Hudeybiye Barışı esnasında ashâbın, kendilerinden traş olup ihramdan çıkmalarını isteyen Allah Rasûlü’ne karşı mütereddit tavırları, Peygamber Efendimizi çok üzmüştü. Onların kendisine itaat etmediklerini düşünmeye başlamış ve helâk olmalarından korkmuştu. Bu esnada kendi kaldığı çadıra gelmiş ve durumu muhtereme zevcesi Ümmü Seleme’ye anlatmıştı. Onun:
“–Yâ Rasûlâllah! Onları mâzur görün. Onların ümidi, bu sene Kâbe’yi tavâf edebilmekti. Bu ümitleri boşa çıktığı gibi bir de müşriklerin arzusu üzerine antlaşma yapıldı. Siz çıkıp kurbanınızı kesiniz ve başınızı tıraş ediniz; Sizi böyle görünce onların tamamı Size uyacaktır.” demesi üzerine, Peygamber Efendimiz, çadırdan çıkıp Ümmü Seleme’nin dediği şekilde davranmış ve ashâb-ı kirâm da artık bu anlaşmadan geri dönüş olmayacağını anlayarak O’na uymuşlar ve kurbanlarını kesip başlarını tıraş ettirmişlerdi.
Hanımlarının fıtratlarına uygun işler yapmasına izin verirdi.

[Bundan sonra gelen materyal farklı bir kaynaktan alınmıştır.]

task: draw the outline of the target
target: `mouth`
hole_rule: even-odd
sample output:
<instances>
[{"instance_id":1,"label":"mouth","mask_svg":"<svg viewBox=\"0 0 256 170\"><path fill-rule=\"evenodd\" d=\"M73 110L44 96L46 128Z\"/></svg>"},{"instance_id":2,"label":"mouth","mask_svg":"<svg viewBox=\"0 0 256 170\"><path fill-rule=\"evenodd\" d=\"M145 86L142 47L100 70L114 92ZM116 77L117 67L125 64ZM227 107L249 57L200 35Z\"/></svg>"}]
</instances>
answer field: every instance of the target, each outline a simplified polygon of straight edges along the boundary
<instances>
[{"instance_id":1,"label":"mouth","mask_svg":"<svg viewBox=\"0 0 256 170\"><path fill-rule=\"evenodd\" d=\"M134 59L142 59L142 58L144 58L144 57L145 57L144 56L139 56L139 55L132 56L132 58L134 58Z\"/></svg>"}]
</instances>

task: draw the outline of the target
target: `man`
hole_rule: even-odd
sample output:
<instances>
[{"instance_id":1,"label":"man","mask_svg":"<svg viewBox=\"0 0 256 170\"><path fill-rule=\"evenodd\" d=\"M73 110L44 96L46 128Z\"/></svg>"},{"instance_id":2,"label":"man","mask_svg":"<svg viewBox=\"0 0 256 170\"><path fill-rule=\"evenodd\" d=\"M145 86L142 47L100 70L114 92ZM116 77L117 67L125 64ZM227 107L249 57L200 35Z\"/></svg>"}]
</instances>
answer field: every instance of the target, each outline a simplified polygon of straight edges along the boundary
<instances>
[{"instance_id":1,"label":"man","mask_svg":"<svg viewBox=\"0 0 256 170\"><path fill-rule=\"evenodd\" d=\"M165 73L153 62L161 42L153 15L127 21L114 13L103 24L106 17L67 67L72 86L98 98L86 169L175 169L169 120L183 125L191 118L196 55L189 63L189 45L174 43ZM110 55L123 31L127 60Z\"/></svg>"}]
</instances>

Zevcelerinden bazıları ticâretle, bazıları ilimle, bazıları deri tabaklama ve ondan eşya yapmakla, bazıları ibâdet ve infâkla meşgul olmayı severdi. Allah Rasûlü de her birini kendi fıtratı üzere yaptığı işlerde serbest bırakmış ve hoş görmüştü.
Hanımlarını güzel hareketlerini takdir ederdi.
Peygamber Efendimizin emri ile Ümmü Habîbe’yi hücresine Bilâl-i Habeşî götürmüştür. Ümmü Habîbe Annemiz, bu yeni evde bir süpürge bulmuş, yanında bulunan köle ile iş bölümü yaparak evi süpürdükten sonra kıl bir yaygı sererek odayı döşemişti. Akşam olup Peygamber Efendimiz Ümmü Habîbe’nin odasına gelince güzel bir koku hissetmiş ve içerinin tefriş edildiğini de gördükten sonra:
“–Kureyş kadınları etrafı döşeyen, yerleşik kadınlardır. Bedevî ve A’rabî değillerdir.” buyurarak iltifatta bulunmuşlardır.
Bu sözleri ile Peygamber Efendimiz, Ümmü Habîbe Annemizin temizlik ve döşeme zevkini takdir etmişlerdi.